I'm from Bakersfield in middle California. It get's over 100 degrees in the summer here, but it is a dry heat. I was born in Ohio right near Lake Erie, so I know what you mean about humidity.


----------



## bayoumah (Nov 30, 2010)

hi im from louisiana it was around 73 today i find it to be a beautiful blue bird day i dont think id ever adjust to cold since ive been down south my whole live wanted to say welcome to you and little boss hes very cute


----------



## Ivy's mom (Feb 15, 2008)

Hee heee...I know, can you believe the weather?? It actually snowed as we were walking out of Walmart Saturday! We're in Salinas. But what was weird is that it wasn't even very cold. The kids were so excited but I didn't last long. I think San Jose has cooled down over the years. It never seems to get as scorching hot all summer as it used to years ago. I LOVE Valley Fair and Santana Row. I head up there ever couple of months lol!!



Mom of 4 Chi's said:


> I'm from Northern California. San Jose to be specific. Right now it's freezing. I think it's about 33° currently. We've actually had snow on the mountain tops! I love the snow!! It's definitely been a colder than normal winter here.
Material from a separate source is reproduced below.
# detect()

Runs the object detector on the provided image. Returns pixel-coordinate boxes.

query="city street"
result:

Surrounding cities getting snow that would normally never get it. San Fransisco had some light snow.
> Our summers range anywhere from the 70's to triple digits.


----------



## AngelG (Feb 18, 2011)

I am originally from Augusta, Ga but now live in Regina, Canada, with my husband I miss the Georgia weather so bad.


----------



## Mom of 4 Chi's (Apr 3, 2009)

Ivy's mom said:


> Hee heee...I know, can you believe the weather?? It actually snowed as we were walking out of Walmart Saturday! We're in Salinas. But what was weird is that it wasn't even very cold. The kids were so excited but I didn't last long. I think San Jose has cooled down over the years. It never seems to get as scorching hot all summer as it used to years ago. I LOVE Valley Fair and Santana Row. I head up there ever couple of months lol!!


I saw on the news yesterday about the snowfall in Salinas. I was shocked! That was quite a bit of snow. To bad it didn't last long. San Martin even had snow! 
I grew up in Morgan Hill. It snowed they're once when I was a kid. I must have been 8 or 9 years old. A long time ago! Hahaha!! 

Yeah, San Jose weather is all over the place. Lol! 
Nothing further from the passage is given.